Some of that may change after a current four-game winning streak with a Bruins team that looks much more playoff-worthy than the aimless group that struggled through the first 55 games. But it would have to be the perfect rental at the right price for it to make sense for the Bruins this time around and chances are that might not materialize for a team just looking to hang in there until McAvoy, Anders Bjork, Jakob Forsbacka-Karlsson and Zach Senyshyn are ready to contribute a couple of years down the road.

So, would people be okay if Sweeney and the Bruins stand pat at the trade deadline if they can’t swing a big hockey deal for a young player like Landeskog who would be part of the long-term plan? Is it acceptable to just let it ride with the current group that has suddenly shown a different gear under interim head coach Bruce Cassidy, and bet on the core group rising to the occasion like they didn’t the last couple of years under Julien?

The answer from this humble hockey writer is that Sweeney should pass on anything less than a home run deal for the Black and Gold. The worst thing the Bruins GM could do is get in the way of the momentum that’s naturally starting to roll with his team, or make another severe misstep with his NHL talent evaluation.

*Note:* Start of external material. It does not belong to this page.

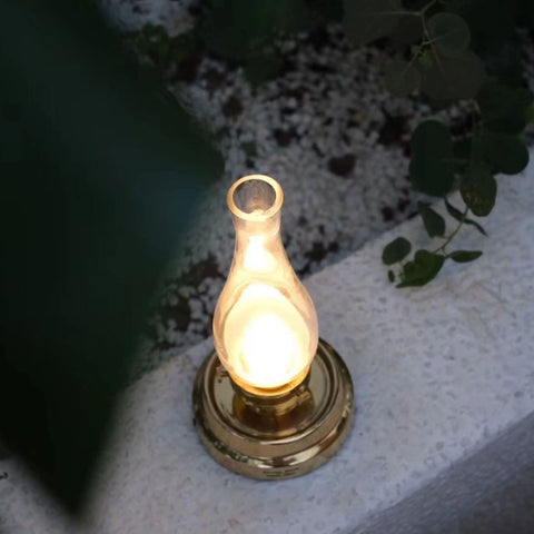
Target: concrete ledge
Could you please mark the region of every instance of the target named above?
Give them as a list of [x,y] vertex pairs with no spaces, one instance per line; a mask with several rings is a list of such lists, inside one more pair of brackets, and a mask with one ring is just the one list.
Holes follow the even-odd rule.
[[[382,534],[419,532],[417,514],[455,513],[462,500],[453,496],[474,483],[468,468],[449,477],[443,501],[429,501],[432,513],[409,507],[411,521],[386,523],[398,510],[393,506],[421,498],[469,458],[484,458],[486,447],[506,439],[534,412],[533,166],[527,175],[498,179],[497,206],[484,221],[490,239],[474,229],[458,239],[458,248],[482,246],[484,256],[446,265],[426,288],[395,289],[379,260],[383,246],[398,235],[426,243],[417,220],[307,280],[322,336],[345,358],[356,394],[354,431],[328,464],[301,478],[265,483],[211,461],[190,408],[192,377],[211,346],[207,340],[125,396],[89,526],[69,524],[8,459],[0,462],[0,473],[9,474],[0,479],[0,531]],[[514,435],[518,449],[532,447]],[[488,461],[497,462],[505,449],[518,454],[503,443]],[[479,472],[481,495],[515,476],[506,465],[513,463],[503,464],[507,477],[498,465]]]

Right now, draft and development seem to be his strengths, and he should lean into those and away from being a wheeler dealer with wiser, more experienced managers around the NHL looking to once again rob the Black and Gold blind.

So, there’s a chance the Bruins do very little at the deadline and, after thinking about it, the fickle fans should be perfectly okay with that as they watch a newly transformed hockey club.